Mission Fidesco à Lubumbashi au Congo (RDC)

Le 21 octobre 2011 à 09h03
Oups... Fini !


Bonjour à vous qui me lisez et qui devez vous demander ce que je fais depuis tout ce temps. Ou bonjour à vous qui êtes tombé(e) sur ce blog en faisant une recherche sur Internet.
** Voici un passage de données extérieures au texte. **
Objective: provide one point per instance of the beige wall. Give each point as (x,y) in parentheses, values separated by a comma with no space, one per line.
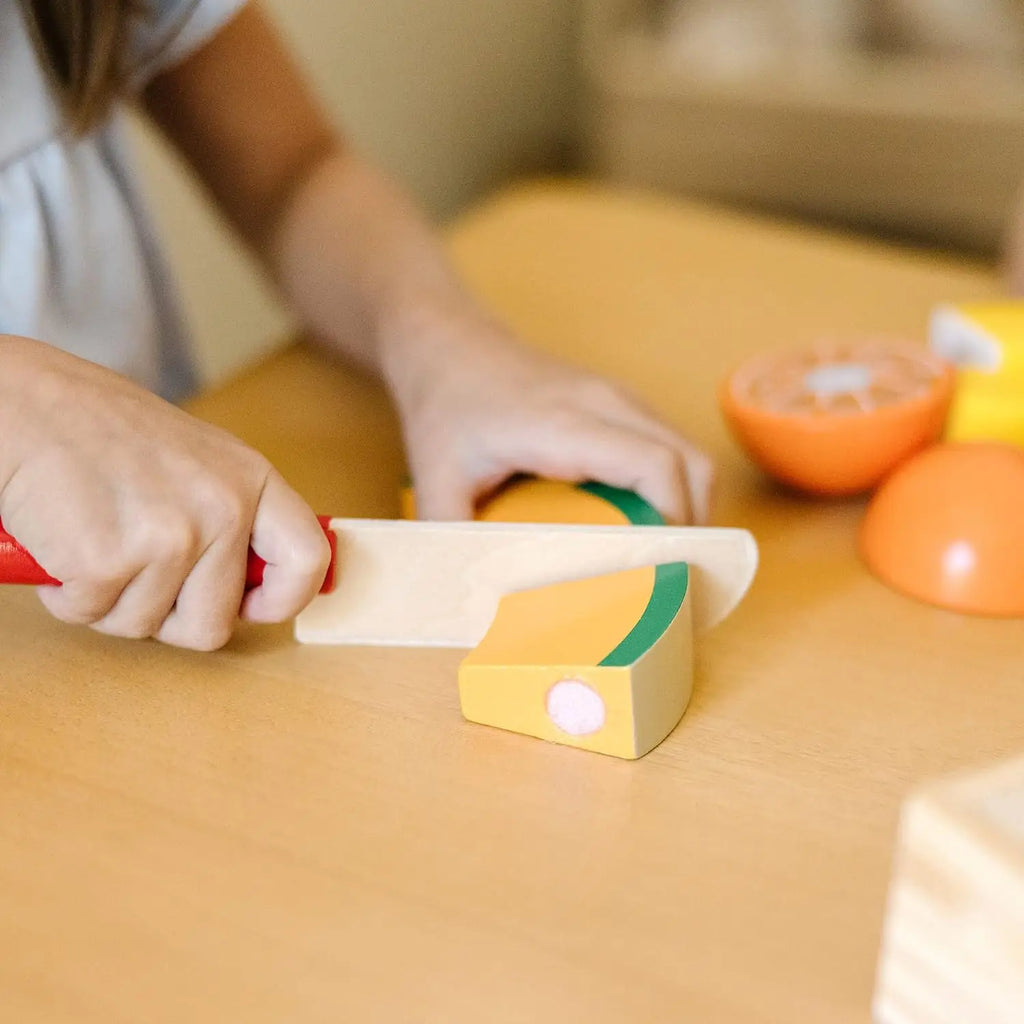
(453,96)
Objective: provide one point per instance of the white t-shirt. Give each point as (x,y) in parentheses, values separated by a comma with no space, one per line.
(80,266)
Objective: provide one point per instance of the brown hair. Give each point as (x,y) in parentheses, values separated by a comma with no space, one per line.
(80,43)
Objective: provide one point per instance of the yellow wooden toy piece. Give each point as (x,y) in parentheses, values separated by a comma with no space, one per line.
(985,341)
(604,664)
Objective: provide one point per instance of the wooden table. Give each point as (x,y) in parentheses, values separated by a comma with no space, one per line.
(304,835)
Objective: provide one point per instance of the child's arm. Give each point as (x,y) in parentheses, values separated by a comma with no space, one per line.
(368,275)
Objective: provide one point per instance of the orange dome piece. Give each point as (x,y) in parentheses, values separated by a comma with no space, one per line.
(835,419)
(947,527)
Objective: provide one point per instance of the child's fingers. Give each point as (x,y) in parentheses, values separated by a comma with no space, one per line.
(442,495)
(206,610)
(616,408)
(287,536)
(82,602)
(145,602)
(591,449)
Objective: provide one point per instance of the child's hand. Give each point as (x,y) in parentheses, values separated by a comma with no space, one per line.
(477,409)
(145,513)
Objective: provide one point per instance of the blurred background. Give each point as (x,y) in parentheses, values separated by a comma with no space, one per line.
(902,119)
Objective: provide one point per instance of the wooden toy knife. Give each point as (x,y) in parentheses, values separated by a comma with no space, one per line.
(438,584)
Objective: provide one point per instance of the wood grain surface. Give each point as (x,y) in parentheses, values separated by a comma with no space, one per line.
(280,833)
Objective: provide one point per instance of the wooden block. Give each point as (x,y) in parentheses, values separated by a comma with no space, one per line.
(953,945)
(602,664)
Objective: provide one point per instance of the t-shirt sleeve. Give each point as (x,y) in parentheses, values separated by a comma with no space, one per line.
(169,31)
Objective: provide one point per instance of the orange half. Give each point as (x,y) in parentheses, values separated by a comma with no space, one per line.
(947,527)
(836,418)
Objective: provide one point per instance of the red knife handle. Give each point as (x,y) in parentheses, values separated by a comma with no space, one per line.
(17,566)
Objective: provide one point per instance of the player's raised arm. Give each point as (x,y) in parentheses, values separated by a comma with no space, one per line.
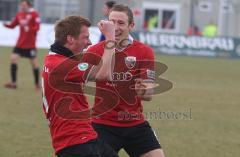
(103,71)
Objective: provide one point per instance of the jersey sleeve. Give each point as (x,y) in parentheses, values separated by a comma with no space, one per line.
(146,65)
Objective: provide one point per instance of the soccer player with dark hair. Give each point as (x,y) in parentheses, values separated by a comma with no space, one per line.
(124,126)
(106,9)
(64,76)
(29,22)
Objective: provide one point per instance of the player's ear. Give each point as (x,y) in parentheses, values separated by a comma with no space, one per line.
(131,25)
(70,39)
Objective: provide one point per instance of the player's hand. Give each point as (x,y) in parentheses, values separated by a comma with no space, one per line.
(26,28)
(107,28)
(140,88)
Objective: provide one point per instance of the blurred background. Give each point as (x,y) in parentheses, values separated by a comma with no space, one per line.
(205,87)
(173,16)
Je n'ai pas donné de nouvelles sur la fin de ma mission, sur ma découverte des chutes de la Lofoï en mai (je vous conseille à ce propos cet excellent diapo), sur les examens en juillet, mon voyage en Zambie fin août, et je vous prie de m'en excuser. Tenir à jour un blog est décidément un sacré travail qui honore ceux qui arrivent à le faire.

Alors, voilà, ce blog se termine, simplement parce que ma mission au Congo est maintenant achevée (je suis rentré en France, pour de bon, début septembre 2011) et que ça n'aurait pas vraiment de sens de continuer à l'alimenter. Je vous invite à profiter de ce qu'il contient, mais ne vous attendez plus à des mises à jour.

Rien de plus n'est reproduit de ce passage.